Discount Disclosure, SB 208, sponsored by Sen. Trip Pittman, R-Daphne, would require insurance carriers to provide their homeowners policyholders an itemized disclosure of discounts. This already occurs within the insurance marketplace, making the bill unnecessary. SB 208 failed in the Senate Banking and Insurance Committee Wednesday for lack of a second. AFF opposes.
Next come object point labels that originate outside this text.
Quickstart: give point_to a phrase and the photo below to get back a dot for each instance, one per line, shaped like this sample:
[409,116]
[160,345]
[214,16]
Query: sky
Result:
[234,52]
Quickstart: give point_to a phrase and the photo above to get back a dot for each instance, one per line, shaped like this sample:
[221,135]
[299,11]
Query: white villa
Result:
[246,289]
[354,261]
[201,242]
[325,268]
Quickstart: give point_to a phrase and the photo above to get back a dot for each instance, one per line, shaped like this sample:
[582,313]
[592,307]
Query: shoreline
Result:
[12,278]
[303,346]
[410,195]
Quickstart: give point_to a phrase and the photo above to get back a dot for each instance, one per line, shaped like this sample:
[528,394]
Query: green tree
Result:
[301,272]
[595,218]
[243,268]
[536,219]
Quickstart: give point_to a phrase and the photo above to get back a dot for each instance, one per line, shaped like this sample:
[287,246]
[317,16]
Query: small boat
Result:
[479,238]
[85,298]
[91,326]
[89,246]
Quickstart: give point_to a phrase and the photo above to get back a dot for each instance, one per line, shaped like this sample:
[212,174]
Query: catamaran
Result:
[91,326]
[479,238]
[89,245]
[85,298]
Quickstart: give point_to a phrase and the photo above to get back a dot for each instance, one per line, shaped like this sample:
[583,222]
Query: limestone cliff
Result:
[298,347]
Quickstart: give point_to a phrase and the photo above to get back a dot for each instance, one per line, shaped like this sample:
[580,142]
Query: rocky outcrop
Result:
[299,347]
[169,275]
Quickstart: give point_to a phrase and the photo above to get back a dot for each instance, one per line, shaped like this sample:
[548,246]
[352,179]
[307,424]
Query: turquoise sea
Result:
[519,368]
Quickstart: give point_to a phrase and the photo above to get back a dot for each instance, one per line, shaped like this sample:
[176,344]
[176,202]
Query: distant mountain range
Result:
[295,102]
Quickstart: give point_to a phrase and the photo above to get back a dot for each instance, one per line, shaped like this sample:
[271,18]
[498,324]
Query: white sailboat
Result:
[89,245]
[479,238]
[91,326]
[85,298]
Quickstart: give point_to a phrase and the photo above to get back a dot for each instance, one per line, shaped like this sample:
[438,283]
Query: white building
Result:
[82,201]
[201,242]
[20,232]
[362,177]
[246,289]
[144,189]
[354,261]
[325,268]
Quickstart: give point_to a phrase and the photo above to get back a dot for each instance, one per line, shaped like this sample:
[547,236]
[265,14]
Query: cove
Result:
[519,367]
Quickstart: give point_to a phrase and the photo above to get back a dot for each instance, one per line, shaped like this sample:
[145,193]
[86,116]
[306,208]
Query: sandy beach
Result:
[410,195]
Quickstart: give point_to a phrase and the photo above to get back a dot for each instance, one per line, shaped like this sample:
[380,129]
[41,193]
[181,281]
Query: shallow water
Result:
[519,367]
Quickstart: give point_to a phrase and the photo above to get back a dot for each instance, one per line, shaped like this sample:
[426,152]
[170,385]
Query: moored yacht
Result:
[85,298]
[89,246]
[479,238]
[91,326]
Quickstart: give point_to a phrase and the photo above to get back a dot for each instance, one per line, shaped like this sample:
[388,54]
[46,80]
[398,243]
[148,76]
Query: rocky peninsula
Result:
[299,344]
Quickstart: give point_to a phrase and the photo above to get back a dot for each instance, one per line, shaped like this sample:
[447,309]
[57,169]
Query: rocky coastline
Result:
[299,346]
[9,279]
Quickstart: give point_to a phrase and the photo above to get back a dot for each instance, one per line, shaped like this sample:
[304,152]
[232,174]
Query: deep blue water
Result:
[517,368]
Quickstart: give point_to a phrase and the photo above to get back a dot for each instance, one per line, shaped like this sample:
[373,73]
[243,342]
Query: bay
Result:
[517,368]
Surplus-Line Insurers, HB 220 AND SB 10, sponsored by Rep. Steve McMillan, R-Bay Minette, and Sen. Trip Pittman, R-Daphne, would encourage competition in the coastal insurance market by eliminating a rule requiring surplus-line insurers to do business five years in Alabama before writing certain business. HB 220 passed the Senate Banking and Insurance Committee Wednesday and needs only to pass the Senate before going to the governor. SB 10 has cleared the Senate and a House committee and awaits action in the full House. AFF supports.

Hunting Land Replacement, HB 330, sponsored by Rep. Craig Ford, D-Gadsden, would require the state Department of Conservation and Natural Resources to find replacement acreage for hunting lands when existing hunting lands owned or managed by the department are closed. This would ensure no net loss of land acreage available for hunting. The bill passed the Senate Agriculture, Conservation and Forestry Committee Wednesday. AFF monitoring.

RC&D Funding, SR 66>, sponsored by Sen. Lowell Barron, D-Fyffe, urges the U.S. Congress to fully fund the Resource Conservation and Development Program. The resolution has passed the Senate. AFF supports.